Mumbai, Mar 17: Global investment bank JP Morgan has said that most primary dealers (PDs) are fully leveraged and are running large "carry" positions in the current financial year. In its latest Indian Markets Outlook, released on Wednesday, the trading arm of Morgan Guaranty Trust Company has said that with overnight call rates being consistently above the bank rate for the past one month refinance limits have been utilised to fund these long positions. "Apart from the fact that there is little incremental buying any window of opportunity will be exploited either to show some profit for the financial year or to simply cut down positions," the commentary said.

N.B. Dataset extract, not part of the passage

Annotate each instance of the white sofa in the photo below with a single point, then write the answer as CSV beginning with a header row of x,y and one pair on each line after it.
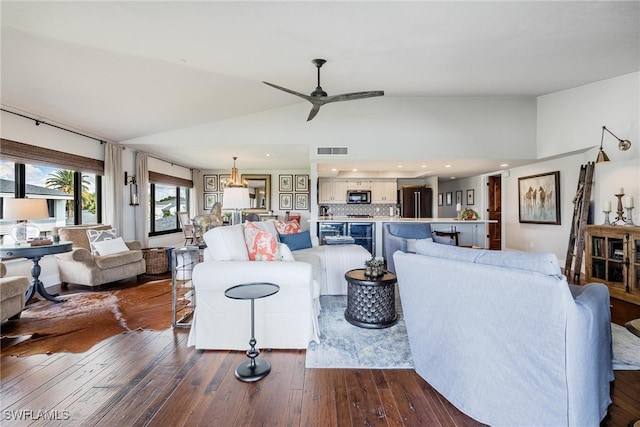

According to JP Morgan, the RBI is left with few options in such a scenario. However, it would certainly not like to see a spike in rates immediately after a triple rate cut and just before commencement of the new year's borrowing programme. "The RBI can either follow up with another 0.5 per centage cash reserve ratio (CRR) cut or inject rupeeliquidity by outright purchase of dollars from the market. Alternatively, the RBI might decide not to sterilize the entire inflow of Rs 4700 crore from 12 per cent 1999 redemption. A Rs 3,000 crore issuance will ease the liquidity situation and improve the overall market sentiment," the report said. JP Morgan has said that the outlook for the second half of March is quite bad as far as liquidity in the system goes as a net outflow of over Rs 2,000 crore is expected. The advance tax installment is estimated at Rs 4,500 crore for the last quarter of the financial year and another Rs 2,000 crore is likely to flow before the year end for funding the PSU equity swap. "With overnight rates already above the refinance level, further tightening in liquidity could see a potentially volatile call money situation," the report said. The primary dealer has advised market players that trading strategy ahead of the monetary policy should focus on buying the short-end of the curve.

"Improvement in liquidity will resultin steepening of the curve with a larger decline in yields at the short end. Though in price terms appreciation would be preferred for higherliquidity and limited downside in the event of tightening in rates," the JP Morgan report said.